After fleeing the Island to hide in the middle-eastern state of Bahrain more than a decade ago, Russell Stephen King (60) was yesterday brought to justice when he was jailed for six years by the Royal Court’s Superior Number, which convenes only for the most serious cases.
Commissioner Julian Clyde-Smith, presiding, said the offences were ‘motivated by pure greed’ and warranted a long prison sentence – six months more than had been requested by the Crown.
King, who appeared in court in a wheelchair, laundered a total of £671,000 from the now defunct Belgravia Financial Services Group, of which he was a shadow director, over a three-month period in 2008. Much of the money was then hidden in a complex web of accounts in Switzerland.
He also sold ‘cherished registration plates’ on behalf of his former business partner Duncan Hickman, who helped set up the Belgravia Group in 2004, following his sudden death and kept the money for himself.
King pleaded guilty to five counts of fraudulently converting a total of £740,286 of money belonging to others. He did not react as his sentence was delivered.
Crown Advocate Matthew Jowitt, prosecuting, said King’s motivation was ‘pure greed’. The lawyer said the defendant was a man who was known among staff to enjoy first-class flights around the world, five-star stays at the Ritz-Carlton in Bahrain and at the Dorchester in London, as well as trips to the Island and dinner for his parents at Longueville Manor – all on the financially crippled company’s expenses. Such was Belgravia’s financial peril that the company was struggling to pay its staff’s wages at the time.
Outlining the case, Advocate Jowitt said in May 2008, after Mr Hickman suddenly died following the discovery of a suspected blood clot, King ‘cynically exploited’ the situation to ‘help himself to hundreds of thousands of pounds’.

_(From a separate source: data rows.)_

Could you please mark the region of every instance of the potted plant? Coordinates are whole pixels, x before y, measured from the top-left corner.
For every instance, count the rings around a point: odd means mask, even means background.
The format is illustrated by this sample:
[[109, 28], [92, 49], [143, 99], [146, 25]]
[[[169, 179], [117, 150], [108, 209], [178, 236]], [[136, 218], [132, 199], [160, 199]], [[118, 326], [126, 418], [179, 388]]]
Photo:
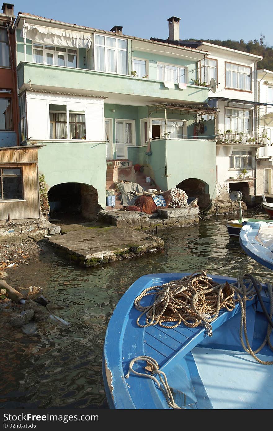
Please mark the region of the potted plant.
[[242, 176], [243, 178], [245, 178], [245, 175], [248, 173], [248, 171], [247, 171], [245, 168], [244, 168], [244, 169], [242, 169], [241, 172], [242, 172]]

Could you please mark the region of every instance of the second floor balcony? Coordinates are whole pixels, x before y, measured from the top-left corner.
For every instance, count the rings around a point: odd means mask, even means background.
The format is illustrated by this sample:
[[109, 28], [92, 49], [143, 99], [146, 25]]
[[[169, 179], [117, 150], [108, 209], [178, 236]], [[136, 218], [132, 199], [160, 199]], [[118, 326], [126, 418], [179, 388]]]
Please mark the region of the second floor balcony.
[[229, 130], [218, 130], [215, 139], [217, 144], [265, 145], [269, 143], [270, 138], [267, 133], [259, 134], [254, 130], [238, 131]]

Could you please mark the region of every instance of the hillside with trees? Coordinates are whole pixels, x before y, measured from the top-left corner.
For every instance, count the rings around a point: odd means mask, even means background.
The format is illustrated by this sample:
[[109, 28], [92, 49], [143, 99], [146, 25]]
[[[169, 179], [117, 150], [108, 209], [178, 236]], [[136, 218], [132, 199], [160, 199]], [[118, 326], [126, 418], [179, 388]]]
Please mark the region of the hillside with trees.
[[[254, 39], [254, 41], [248, 41], [245, 42], [242, 39], [240, 41], [232, 41], [228, 39], [227, 41], [219, 41], [218, 40], [204, 40], [204, 42], [207, 42], [215, 45], [221, 45], [227, 48], [231, 48], [238, 51], [243, 51], [249, 53], [251, 54], [255, 54], [256, 55], [262, 56], [264, 59], [261, 62], [259, 62], [257, 66], [259, 69], [267, 69], [268, 70], [273, 71], [273, 47], [270, 47], [264, 41], [265, 37], [261, 34], [260, 39]], [[196, 40], [196, 39], [190, 39], [190, 40]]]

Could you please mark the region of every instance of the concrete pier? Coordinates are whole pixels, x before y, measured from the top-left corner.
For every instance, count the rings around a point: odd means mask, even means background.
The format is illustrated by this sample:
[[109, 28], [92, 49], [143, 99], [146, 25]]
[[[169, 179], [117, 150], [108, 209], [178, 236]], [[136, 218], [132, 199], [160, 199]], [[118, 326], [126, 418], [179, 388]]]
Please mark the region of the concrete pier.
[[155, 253], [160, 238], [128, 228], [85, 228], [50, 238], [49, 243], [71, 262], [86, 267]]

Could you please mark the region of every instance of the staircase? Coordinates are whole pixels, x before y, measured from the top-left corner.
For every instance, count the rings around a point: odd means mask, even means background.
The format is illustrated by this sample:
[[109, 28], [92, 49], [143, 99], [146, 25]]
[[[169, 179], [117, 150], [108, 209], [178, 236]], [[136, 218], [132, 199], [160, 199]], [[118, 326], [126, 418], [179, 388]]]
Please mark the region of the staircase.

Advocate Jowitt added: ‘He was able to cynically exploit the death of the only person who in reality would have been able to challenge his conduct and stand up to him.’
The court heard King manipulated a ‘yes-man’ employee to sanction the transfer of the company’s money into the defendant’s personal account. Evidence from King’s former personal assistant described him as a ‘workplace bully’ who instilled ‘fear’ in his staff and reduced the so-called ‘yes man’, who the JEP has chosen not to name, to a ‘nervous wreck’. The man was due to face charges, but they were dropped following King’s guilty plea.
Such was the value of the money taken out of Belgravia, the court heard, that liquidators were left with just £64,000 in the finance firm’s accounts and were only able to pay creditors 4.2 pence for every pound they were owed. Advocate Jowitt said the impact on creditors was huge and added that had King not committed the offences, creditors could have been paid 46p for every pound owed.
Advocate Jowitt said: ‘King had no excuses for his actions. This was not a case of an overworked director in financial extremis who succumbed to a moment of foolish temptation. These offences were gratuitous and committed out of pure greed by a man who had already spent some years living the high life at Belgravia’s expense. The effect on BFSG in terms of what percentage they could be repaid was considerable.’
States police investigators, staff from the Law Officers’ Department and even Met Police detectives worked for six years gathering evidence against King, such was the complexity of the investigation, codenamed Operation Humidor.
Advocate Jowitt said the Crown accepted there had been an ‘inexcusable delay’ in extraditing King from Bahrain. The process started in 2014, but he was not brought back to Jersey until the summer last year.
Advocate Adam Harrison, defending, said his client suffered from debilitating osteoarthritis and argued that a prison term would be much more difficult for him than another defendant as he was often limited to being in his cell and even bed-ridden. King, Advocate Harrison said, also expressed remorse and wrote a letter to the court.
Jurats Charles Blampied, Rozanne Thomas, Pamela Pitman, Robert Christensen and Kim Averty were sitting.